In 2023, the Unified Health System opened, according to the National Registry of Health Establishments (CNES), hundreds and hundreds of new health devices, which occurred in a territorialized, organic way and within the federative pact and included everything from the simplest offices isolated, to blood centers, polyclinics and hospitals.

The SUS does this within a territorial logic, meeting the dictates of universal access to Health and does so normally, technically, institutionally, silently and without fuss.

This does not mean that the propaganda of what is being done is not necessary, it is certainly necessary, but this propaganda will have greater power the more solidified the consensus is that the government builds a long-term project with an eye on emancipation and good being of the people. At the same time, this will also reduce the space for opportunist maneuvers by the ultra-right.
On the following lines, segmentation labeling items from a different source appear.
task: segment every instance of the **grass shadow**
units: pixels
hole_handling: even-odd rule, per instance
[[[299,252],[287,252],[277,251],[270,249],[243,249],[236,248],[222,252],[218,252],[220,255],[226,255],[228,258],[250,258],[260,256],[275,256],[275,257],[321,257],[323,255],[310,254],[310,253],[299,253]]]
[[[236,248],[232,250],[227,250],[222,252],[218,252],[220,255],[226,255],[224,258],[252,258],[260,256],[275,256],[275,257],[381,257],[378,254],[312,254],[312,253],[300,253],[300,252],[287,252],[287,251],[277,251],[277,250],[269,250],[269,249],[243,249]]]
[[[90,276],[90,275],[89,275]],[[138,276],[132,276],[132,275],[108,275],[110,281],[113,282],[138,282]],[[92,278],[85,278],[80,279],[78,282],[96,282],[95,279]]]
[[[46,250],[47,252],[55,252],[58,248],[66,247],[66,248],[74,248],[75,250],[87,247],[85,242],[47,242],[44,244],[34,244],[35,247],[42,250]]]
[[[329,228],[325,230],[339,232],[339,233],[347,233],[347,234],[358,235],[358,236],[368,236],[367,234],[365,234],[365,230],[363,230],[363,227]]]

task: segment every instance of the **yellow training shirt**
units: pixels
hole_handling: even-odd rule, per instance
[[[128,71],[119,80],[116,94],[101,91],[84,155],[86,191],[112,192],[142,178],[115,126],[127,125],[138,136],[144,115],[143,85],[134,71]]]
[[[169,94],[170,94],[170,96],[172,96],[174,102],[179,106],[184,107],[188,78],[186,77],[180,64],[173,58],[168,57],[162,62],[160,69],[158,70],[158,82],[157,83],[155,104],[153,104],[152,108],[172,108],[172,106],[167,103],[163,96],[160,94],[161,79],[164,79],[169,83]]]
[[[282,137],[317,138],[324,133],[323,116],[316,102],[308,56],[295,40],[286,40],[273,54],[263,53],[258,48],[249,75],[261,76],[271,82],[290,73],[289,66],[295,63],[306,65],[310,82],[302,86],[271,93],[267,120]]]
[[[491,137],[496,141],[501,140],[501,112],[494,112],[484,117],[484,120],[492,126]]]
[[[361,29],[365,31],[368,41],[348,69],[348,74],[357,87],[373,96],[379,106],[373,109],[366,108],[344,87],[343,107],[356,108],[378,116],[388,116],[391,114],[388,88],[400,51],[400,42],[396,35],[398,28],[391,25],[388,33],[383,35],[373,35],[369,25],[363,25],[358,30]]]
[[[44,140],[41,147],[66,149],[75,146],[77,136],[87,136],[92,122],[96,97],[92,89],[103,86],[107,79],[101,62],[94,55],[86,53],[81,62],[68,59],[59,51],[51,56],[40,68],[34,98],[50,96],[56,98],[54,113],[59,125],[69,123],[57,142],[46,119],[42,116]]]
However, the Federal Institutes as a spasm and a silver bullet, 180 once and then it's over, and not as a long-term project that inspires a new institutionality for Secondary Education, perhaps have the opposite effect, that of an outright lie for 75% of families who have children enrolled in conventional schools, today with no chance of ceasing to be what they are. Let's be honest, what does this communicate to those who won't receive it?
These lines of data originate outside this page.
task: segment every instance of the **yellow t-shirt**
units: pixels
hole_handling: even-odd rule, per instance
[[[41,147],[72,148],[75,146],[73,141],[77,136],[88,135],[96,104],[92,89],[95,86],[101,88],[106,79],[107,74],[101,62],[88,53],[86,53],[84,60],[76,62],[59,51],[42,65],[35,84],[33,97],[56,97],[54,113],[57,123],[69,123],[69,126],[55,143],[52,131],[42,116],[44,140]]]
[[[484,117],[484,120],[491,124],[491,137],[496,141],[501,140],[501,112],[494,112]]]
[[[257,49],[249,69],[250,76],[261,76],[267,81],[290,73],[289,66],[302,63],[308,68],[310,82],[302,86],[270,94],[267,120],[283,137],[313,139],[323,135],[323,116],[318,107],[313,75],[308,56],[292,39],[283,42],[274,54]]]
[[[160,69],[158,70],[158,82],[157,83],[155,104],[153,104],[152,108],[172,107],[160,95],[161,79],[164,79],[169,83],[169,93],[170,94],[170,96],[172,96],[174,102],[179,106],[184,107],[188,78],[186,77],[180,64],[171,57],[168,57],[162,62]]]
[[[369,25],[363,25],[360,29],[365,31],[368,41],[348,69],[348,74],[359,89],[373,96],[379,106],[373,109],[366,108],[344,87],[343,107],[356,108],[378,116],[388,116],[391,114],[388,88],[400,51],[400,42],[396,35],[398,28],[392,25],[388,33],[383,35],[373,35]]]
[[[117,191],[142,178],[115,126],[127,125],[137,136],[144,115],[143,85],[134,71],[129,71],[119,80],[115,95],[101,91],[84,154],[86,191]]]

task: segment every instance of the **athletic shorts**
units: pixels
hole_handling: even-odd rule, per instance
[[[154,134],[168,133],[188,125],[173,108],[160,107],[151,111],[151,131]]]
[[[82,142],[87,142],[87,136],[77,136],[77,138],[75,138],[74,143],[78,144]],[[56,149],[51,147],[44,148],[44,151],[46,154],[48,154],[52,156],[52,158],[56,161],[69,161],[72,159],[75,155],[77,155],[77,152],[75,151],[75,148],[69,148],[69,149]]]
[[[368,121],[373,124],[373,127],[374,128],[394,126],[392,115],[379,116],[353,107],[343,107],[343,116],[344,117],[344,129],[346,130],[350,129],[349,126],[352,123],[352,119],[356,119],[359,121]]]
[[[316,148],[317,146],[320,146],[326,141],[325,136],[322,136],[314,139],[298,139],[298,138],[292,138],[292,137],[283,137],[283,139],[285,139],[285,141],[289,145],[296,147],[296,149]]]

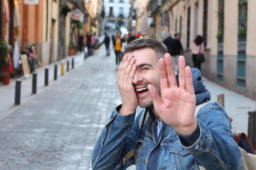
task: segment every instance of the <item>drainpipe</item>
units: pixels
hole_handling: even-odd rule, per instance
[[[3,40],[3,1],[0,1],[0,41]],[[0,54],[1,54],[1,49],[0,48]],[[1,77],[1,63],[0,57],[0,77]]]

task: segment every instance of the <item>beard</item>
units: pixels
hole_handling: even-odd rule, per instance
[[[139,84],[134,85],[134,86],[147,86],[148,84],[149,84],[149,83],[148,83],[148,82],[141,82]],[[154,87],[156,88],[159,96],[161,96],[160,83],[158,82],[156,84],[156,85],[154,86]],[[154,108],[152,98],[149,94],[149,95],[147,95],[145,97],[137,98],[137,99],[138,99],[138,103],[139,103],[139,107]]]

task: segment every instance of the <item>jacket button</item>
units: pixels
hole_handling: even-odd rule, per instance
[[[203,143],[202,147],[203,147],[203,149],[205,149],[205,148],[206,147],[206,141],[205,141],[205,142]]]

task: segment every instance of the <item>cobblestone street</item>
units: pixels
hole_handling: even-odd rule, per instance
[[[105,49],[104,49],[105,50]],[[0,169],[90,169],[120,99],[114,54],[95,52],[0,121]]]
[[[3,107],[6,113],[1,113],[1,170],[92,169],[96,140],[110,113],[121,103],[114,54],[105,54],[102,45],[85,60],[82,55],[75,56],[75,69],[53,80],[49,86],[41,82],[40,92],[34,96],[28,95],[31,80],[24,80],[23,92],[29,100],[21,99],[19,106]],[[39,77],[43,76],[43,69],[38,71]],[[247,133],[247,111],[255,108],[255,102],[207,79],[203,82],[211,93],[210,101],[217,101],[220,93],[225,95],[225,108],[233,118],[232,128]],[[12,92],[4,93],[6,89],[1,88],[5,95],[0,99],[10,98]]]

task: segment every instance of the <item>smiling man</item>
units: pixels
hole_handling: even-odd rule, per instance
[[[241,169],[227,113],[209,103],[195,116],[210,92],[200,71],[186,67],[182,56],[176,76],[166,52],[151,38],[124,47],[117,75],[122,103],[95,144],[92,169]],[[135,118],[138,106],[145,109]]]

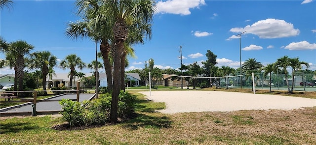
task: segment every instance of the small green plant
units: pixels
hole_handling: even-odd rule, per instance
[[[63,118],[68,122],[70,126],[83,124],[84,108],[81,103],[63,99],[59,101],[59,104],[63,106],[62,111],[60,113],[62,115]]]

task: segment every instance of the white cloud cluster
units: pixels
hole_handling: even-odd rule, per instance
[[[306,41],[299,42],[292,42],[284,47],[290,50],[313,50],[316,49],[316,43],[310,44]]]
[[[191,58],[198,58],[203,57],[203,55],[201,54],[200,54],[199,53],[197,53],[194,54],[191,54],[191,55],[188,56],[188,57],[189,57]]]
[[[173,68],[172,67],[171,67],[170,66],[163,66],[162,65],[154,65],[154,67],[158,67],[159,69],[168,69],[168,68],[171,68],[171,69],[173,69]]]
[[[232,40],[233,39],[237,39],[239,38],[239,37],[237,37],[236,35],[233,35],[232,36],[229,37],[229,38],[226,39],[226,40]]]
[[[199,37],[205,37],[209,35],[212,35],[212,33],[210,33],[208,32],[201,32],[200,31],[197,31],[194,32],[194,35]]]
[[[313,1],[313,0],[305,0],[304,1],[303,1],[303,2],[301,3],[301,4],[308,3],[312,2],[312,1]]]
[[[268,49],[270,49],[270,48],[274,48],[275,47],[273,45],[269,45],[268,47],[267,47],[267,48]]]
[[[230,31],[236,33],[247,31],[245,33],[252,33],[260,38],[288,37],[300,33],[300,30],[294,29],[293,24],[284,20],[275,19],[260,20],[244,28],[232,28]]]
[[[263,48],[261,46],[251,44],[249,46],[247,46],[241,49],[244,51],[251,51],[251,50],[261,50]]]
[[[132,65],[141,65],[143,64],[143,63],[142,62],[136,62],[136,61],[134,61],[132,63]]]
[[[169,0],[159,1],[156,4],[157,13],[169,13],[187,15],[191,14],[190,8],[199,8],[199,6],[205,5],[204,0]]]

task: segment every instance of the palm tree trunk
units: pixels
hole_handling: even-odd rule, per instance
[[[125,91],[125,61],[126,52],[123,51],[122,58],[120,59],[120,89]]]
[[[286,74],[286,71],[285,71],[285,82],[286,82],[286,85],[287,85],[287,89],[288,90],[288,93],[291,93],[290,90],[290,86],[288,85],[288,80],[287,79],[287,74]]]
[[[48,74],[48,67],[47,66],[43,66],[41,71],[42,78],[43,79],[43,82],[42,84],[43,85],[43,90],[46,90],[46,76]],[[48,76],[48,82],[49,82],[49,76]],[[47,91],[44,91],[44,95],[47,95]]]
[[[121,49],[123,47],[123,41],[119,40],[115,47],[115,57],[113,70],[113,89],[111,100],[110,119],[111,122],[116,123],[118,121],[118,103],[119,94],[119,82],[120,81],[120,65]]]
[[[295,71],[295,69],[293,69],[292,72],[292,86],[291,87],[291,92],[290,92],[291,94],[293,93],[293,87],[294,86],[294,71]]]
[[[270,82],[270,92],[272,92],[271,91],[271,73],[270,72],[270,78],[269,79],[269,82]]]
[[[103,41],[102,42],[103,42]],[[113,89],[113,76],[112,76],[112,65],[111,64],[109,53],[111,50],[111,46],[109,43],[102,43],[100,45],[100,51],[102,54],[103,58],[103,64],[105,69],[105,73],[107,75],[107,80],[108,81],[108,90],[111,91]]]

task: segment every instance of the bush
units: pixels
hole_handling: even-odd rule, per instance
[[[63,118],[68,122],[70,126],[83,124],[84,108],[79,102],[63,99],[59,101],[59,104],[63,106],[62,111],[60,113],[63,116]]]
[[[63,86],[61,87],[52,87],[51,88],[51,90],[66,90],[66,88],[65,86]],[[53,92],[54,94],[56,95],[59,95],[61,94],[63,94],[66,92],[64,91],[53,91]]]

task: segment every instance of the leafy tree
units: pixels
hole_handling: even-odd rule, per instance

This logic is the same for countless other policies, where the right protagonist did the wrong thing. The following come to mind: (a) the non-transfer of the nursing floor to philanthropic Long-Term Institutions for the Elderly because they are part of Social Assistance and not SUS; (b) the failure to realize that tackling the problem of the homeless population should motivate a government war effort and not a billion for actions that will not have the power to return normality to the lives of these Brazilians;

(c) the difficulty of building together with indigenous peoples a development project capable of transitioning those peoples to a life that combines complete national identity with contemporaneity, which is the only condition that those cultures that enrich ours can be long-lived... or (d) the lack in our field of any major initiative through the federative pact that would reverse the genocide of black people by the State all at once.

If the government comes up with long-term actions that can give citizens the certainty that what they don't have now they will have later on an agreed, known, respected calendar for which the government is accountable, I want to believe that the communication of these truths will be the smallest of problems.
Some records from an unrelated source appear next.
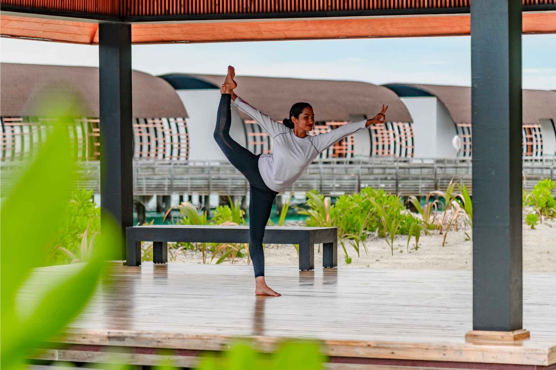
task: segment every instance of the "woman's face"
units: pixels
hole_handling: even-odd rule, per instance
[[[300,114],[299,117],[292,117],[291,120],[299,129],[310,131],[315,126],[315,112],[311,107],[305,107]]]

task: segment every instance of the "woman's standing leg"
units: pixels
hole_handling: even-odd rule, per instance
[[[279,295],[264,283],[265,254],[262,249],[265,228],[270,216],[276,193],[251,185],[249,195],[249,255],[255,270],[255,294]],[[257,279],[262,279],[262,283],[259,284]]]

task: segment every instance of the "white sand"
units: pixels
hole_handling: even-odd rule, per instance
[[[556,273],[556,220],[545,220],[538,224],[535,229],[523,226],[523,270],[524,272]],[[468,234],[472,237],[471,231]],[[368,255],[361,248],[360,255],[347,240],[344,241],[348,254],[351,258],[351,263],[345,262],[345,254],[341,244],[338,243],[338,265],[341,267],[371,268],[399,268],[424,270],[469,270],[472,269],[473,243],[466,240],[462,230],[451,231],[448,233],[446,244],[442,246],[443,236],[438,231],[431,235],[422,235],[419,246],[415,250],[413,245],[414,238],[406,250],[407,236],[398,236],[394,240],[394,255],[390,246],[383,238],[370,234],[365,241]],[[315,249],[315,267],[322,265],[322,251]],[[212,263],[218,259],[215,257]],[[207,263],[210,260],[210,254]],[[186,255],[180,254],[178,261],[187,263],[201,263],[201,253],[187,251]],[[265,250],[265,261],[267,266],[297,266],[298,259],[295,249],[292,245],[267,244]],[[246,258],[235,262],[245,264]],[[222,263],[230,263],[227,259]]]

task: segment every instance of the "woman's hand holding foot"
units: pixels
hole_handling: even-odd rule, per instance
[[[224,79],[224,83],[222,85],[224,88],[225,94],[231,94],[234,89],[237,87],[237,83],[234,80],[236,76],[236,71],[231,66],[228,66],[228,74]]]
[[[265,282],[265,277],[260,276],[255,278],[255,294],[257,295],[272,295],[280,297],[282,294],[272,290]]]

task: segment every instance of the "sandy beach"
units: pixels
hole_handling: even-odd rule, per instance
[[[299,225],[291,224],[294,224]],[[465,231],[473,236],[469,228],[466,230],[450,231],[444,246],[442,246],[443,235],[439,235],[438,231],[432,231],[430,235],[422,235],[416,250],[413,246],[414,238],[411,238],[408,250],[407,236],[398,236],[394,240],[394,255],[384,238],[378,238],[372,234],[369,235],[365,241],[368,254],[361,248],[360,256],[358,256],[355,250],[345,240],[346,250],[351,258],[351,263],[346,263],[345,254],[339,243],[338,266],[470,270],[473,268],[473,243],[466,240]],[[556,220],[545,219],[542,224],[538,224],[533,230],[524,223],[523,236],[524,272],[556,273]],[[315,246],[315,268],[322,265],[322,253],[318,251],[320,246]],[[209,254],[207,262],[210,256]],[[215,258],[212,263],[217,259],[218,257]],[[297,253],[292,245],[267,244],[265,246],[265,261],[267,266],[296,266],[297,260]],[[176,262],[201,263],[202,259],[200,251],[188,250],[185,255],[180,253]],[[226,260],[222,263],[229,264],[230,261]],[[234,263],[245,264],[247,258],[239,259]]]

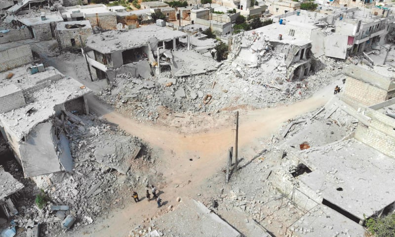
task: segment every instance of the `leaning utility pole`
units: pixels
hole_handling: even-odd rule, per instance
[[[86,47],[85,47],[85,44],[82,42],[82,39],[81,38],[81,35],[79,36],[79,42],[81,42],[81,46],[83,47],[83,54],[85,55],[85,60],[86,61],[86,66],[88,67],[88,71],[89,72],[89,76],[90,76],[91,81],[93,81],[93,79],[92,78],[92,73],[90,72],[90,68],[89,67],[89,64],[88,63],[88,58],[86,56]]]
[[[237,142],[238,140],[238,111],[236,111],[236,140],[235,144],[235,171],[237,170]]]

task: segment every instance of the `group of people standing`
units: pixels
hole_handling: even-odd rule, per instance
[[[162,199],[160,199],[160,198],[158,197],[158,195],[157,195],[157,191],[158,191],[158,189],[154,185],[151,185],[151,192],[152,192],[152,195],[153,196],[152,199],[156,199],[157,200],[157,203],[158,204],[158,207],[160,207],[160,206],[162,205]],[[150,191],[148,189],[147,190],[145,197],[147,198],[147,199],[148,200],[148,201],[150,201],[152,200],[151,195],[150,194]],[[140,201],[139,199],[139,195],[137,194],[137,193],[136,191],[134,191],[133,192],[133,198],[134,198],[135,202],[137,202]]]

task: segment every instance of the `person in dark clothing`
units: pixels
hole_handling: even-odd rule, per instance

If you act in spasms with silver bullets and speeches you will face unnecessary electoral stress that could, as is the global trend, return us to darkness.

For the left-wing middle class, for whom life is resolved, Lula's popularity can be fueled by ideas, among many others, such as expanding the number of Federal Institutes, and a cerebral adherence to shared democratic and altruistic values. . For this segment of society, which hegemons the government and social networks, the Lula government's problem is, therefore, solely one of communication. Let's change Pepper...

However, for those who depend on these achievements to survive, plan the future and have opportunities, the decision cannot be cerebral. And this segment represents the immense majority of the Brazilian people and is the target of manipulation by the ultra-right.

The criterion of truth for this segment concerns empirical questions of access to achievements and this way of forming opinions is not only as legitimate as those of the left-wing middle class, but is also incomparably more decisive.

Simply put, the reasoning is: if the people who form my closest circle of relationships, for whom I can have love, benefited from the initiative, it is true. Otherwise it may and legitimately not be validated.

In public policies, radical egalitarianism, whose loss Vladimir Safatle used to illustrate one of the proofs that lead him to conclude that the left is dead, is expressed as “universal access” to rights.

Either the government universalizes access to rights in an agreed manner on a workable calendar, telling the truth to the people about how and when each one will benefit, or we could be paving the way to defeat.

* Ion de Andrade is a physician, university professor and member of the BrCidades Network.